Direct Comparison Profile
Roasted Coconut vs Black Walnut
We scientifically analyze the biological properties of Roasted Coconut and Black Walnut. Review the differences in macronutrients, vitamins, minerals, and our final nutritional verdict.
| Nutrient / Metric | Roasted Coconut (100g) | Black Walnut (100g) |
|---|---|---|
| Calories | 650 kcal | 654 kcal |
| Protein | 7g | 15.2g |
| Fats | 65g | 65.2g |
| Carbohydrates | 24g | 13.7g |
| Dietary Fiber | 9g | 6.7g |
| GIGlycemic Index | 45 | 15 |
| Water Content | 6% | 4% |
Nutritional Verdict
Based on nutrient-density scores (highly bioavailable proteins, soluble prebiotic fiber, and balanced glycemic metrics), Roasted Coconut is programmatically rated superior for structural cellular health.
Roasted Coconut
Roasted coconut is a nutrient-dense food that provides healthy fats, fiber, and essential minerals. It is often enjoyed as a snack or used in various culinary applications.
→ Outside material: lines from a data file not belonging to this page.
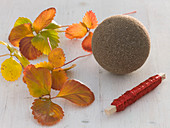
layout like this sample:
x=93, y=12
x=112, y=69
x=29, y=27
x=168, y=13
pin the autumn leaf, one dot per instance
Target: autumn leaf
x=56, y=57
x=90, y=20
x=19, y=32
x=27, y=49
x=38, y=80
x=40, y=41
x=72, y=66
x=86, y=44
x=21, y=58
x=52, y=26
x=22, y=20
x=76, y=31
x=59, y=77
x=46, y=112
x=44, y=19
x=45, y=65
x=77, y=93
x=11, y=69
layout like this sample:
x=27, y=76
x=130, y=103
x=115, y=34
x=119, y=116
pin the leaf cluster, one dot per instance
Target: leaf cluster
x=43, y=77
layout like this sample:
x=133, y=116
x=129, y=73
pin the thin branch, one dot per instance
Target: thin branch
x=129, y=13
x=49, y=43
x=64, y=26
x=59, y=31
x=77, y=58
x=4, y=55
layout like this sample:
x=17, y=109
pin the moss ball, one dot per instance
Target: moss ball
x=121, y=44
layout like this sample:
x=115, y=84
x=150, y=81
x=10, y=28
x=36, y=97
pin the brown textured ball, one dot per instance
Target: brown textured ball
x=121, y=44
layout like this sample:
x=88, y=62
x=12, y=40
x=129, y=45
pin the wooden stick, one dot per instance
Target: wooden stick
x=112, y=108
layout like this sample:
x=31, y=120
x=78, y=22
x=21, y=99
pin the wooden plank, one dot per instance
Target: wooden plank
x=151, y=111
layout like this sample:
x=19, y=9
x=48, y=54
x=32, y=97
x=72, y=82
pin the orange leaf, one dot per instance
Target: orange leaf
x=77, y=93
x=59, y=77
x=90, y=20
x=45, y=64
x=76, y=31
x=19, y=32
x=46, y=112
x=86, y=44
x=56, y=57
x=38, y=80
x=44, y=19
x=27, y=49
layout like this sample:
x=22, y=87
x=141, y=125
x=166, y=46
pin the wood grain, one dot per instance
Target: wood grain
x=151, y=111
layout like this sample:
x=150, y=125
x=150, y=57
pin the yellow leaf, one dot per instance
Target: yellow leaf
x=10, y=69
x=45, y=65
x=46, y=112
x=56, y=57
x=44, y=19
x=76, y=31
x=27, y=49
x=90, y=20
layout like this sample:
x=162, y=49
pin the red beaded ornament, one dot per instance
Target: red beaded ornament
x=133, y=95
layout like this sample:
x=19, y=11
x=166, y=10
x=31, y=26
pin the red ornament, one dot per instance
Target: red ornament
x=133, y=95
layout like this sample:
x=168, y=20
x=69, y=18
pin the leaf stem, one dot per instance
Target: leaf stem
x=4, y=55
x=60, y=31
x=75, y=59
x=49, y=43
x=129, y=13
x=64, y=26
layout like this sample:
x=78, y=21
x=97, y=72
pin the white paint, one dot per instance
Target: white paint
x=151, y=111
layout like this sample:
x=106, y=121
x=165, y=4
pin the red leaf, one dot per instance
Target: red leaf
x=38, y=80
x=86, y=44
x=46, y=112
x=28, y=50
x=76, y=31
x=19, y=32
x=44, y=19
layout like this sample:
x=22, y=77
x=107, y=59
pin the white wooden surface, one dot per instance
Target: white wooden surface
x=151, y=111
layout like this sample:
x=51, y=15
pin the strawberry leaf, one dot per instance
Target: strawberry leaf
x=40, y=41
x=52, y=26
x=56, y=57
x=59, y=77
x=22, y=20
x=77, y=93
x=76, y=31
x=19, y=32
x=90, y=20
x=11, y=69
x=21, y=58
x=45, y=65
x=38, y=80
x=27, y=49
x=46, y=112
x=86, y=44
x=44, y=19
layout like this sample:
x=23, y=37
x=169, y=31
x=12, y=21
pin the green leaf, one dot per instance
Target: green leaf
x=52, y=26
x=22, y=20
x=40, y=41
x=21, y=58
x=10, y=48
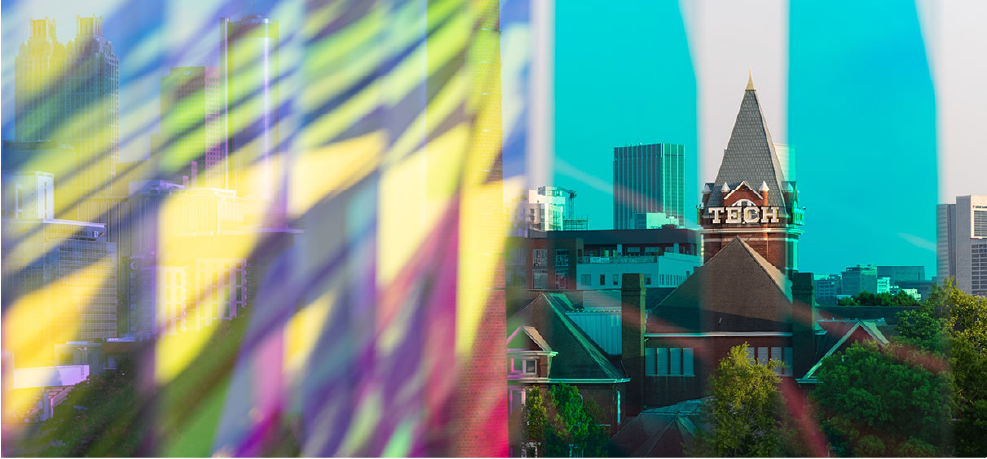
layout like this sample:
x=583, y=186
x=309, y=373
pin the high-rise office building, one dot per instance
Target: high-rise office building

•Rich in medium-chain triglycerides (MCTs), roasted coconut can support weight management and provide a quick source of energy.
•High fiber content aids in digestion and promotes a healthy gut microbiome.
Black Walnut
Black walnuts are a nutrient-dense nut known for their rich flavor and high antioxidant content, making them a valuable addition to a balanced diet.
•Rich in omega-3 fatty acids, which are essential for heart health and may help reduce inflammation.
•Contains high levels of antioxidants, which can help protect the body from oxidative stress and reduce the risk of chronic diseases.